MENTAL TRAINING TIP #2, Are You Performing Between Points? Between Point Ritual: Maybe you’ve heard this amazing stat before – that there is only 10-15min of actual tennis for every hour you’re playing a match. In other words, the actual time you spend engaged in a point is quite small compared to the time it takes between points. Since there is so much time between points, it can have a big effect on the way you play the next point.

So, we recommend using your time REALLY well, to basically put the last point behind you, recover and prepare for the next point. To do this, we’ve create an ideal between point ritual: 1) Switch the Racket: out of your dominant hand to relax your arm and prevent a hanging racket; 2) Control Your Eyes: so they generally stay on your court – thoughts tend to follow eyes; Breathe/Relax: nervousness tends to produce shallow breathing and tense muscles; and, Visualize: see what you’re about to do to start the next point.

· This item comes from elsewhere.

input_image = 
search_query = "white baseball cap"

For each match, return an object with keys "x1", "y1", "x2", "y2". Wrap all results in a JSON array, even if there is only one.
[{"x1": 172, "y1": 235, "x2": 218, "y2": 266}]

When you say all 4 parts together, it rhymes: Switch the racket, Control the eyes, Breath/relax, and Visualize.

MENTAL TIP #1, This One Is Critical: The week prior to a match, don’t change what you typically do with regard to your normal preparation (strokes, warm-up, routines, food, etc.). Yes, my first tip is to be cautious about what tips you add! However, there is one big exception – sleep.

I strongly suggest preparing yourself for matches by going to sleep and getting up at approximately the same time for an entire week prior. Trying to play after getting a few less hours than you’re used to, or getting up a few hours earlier than normal, can affect your coordination, emotion control and decision making (ie. your performance!). Assume you’ll have an early match and get yourself used to being up early. You’ll have a big advantage over other players.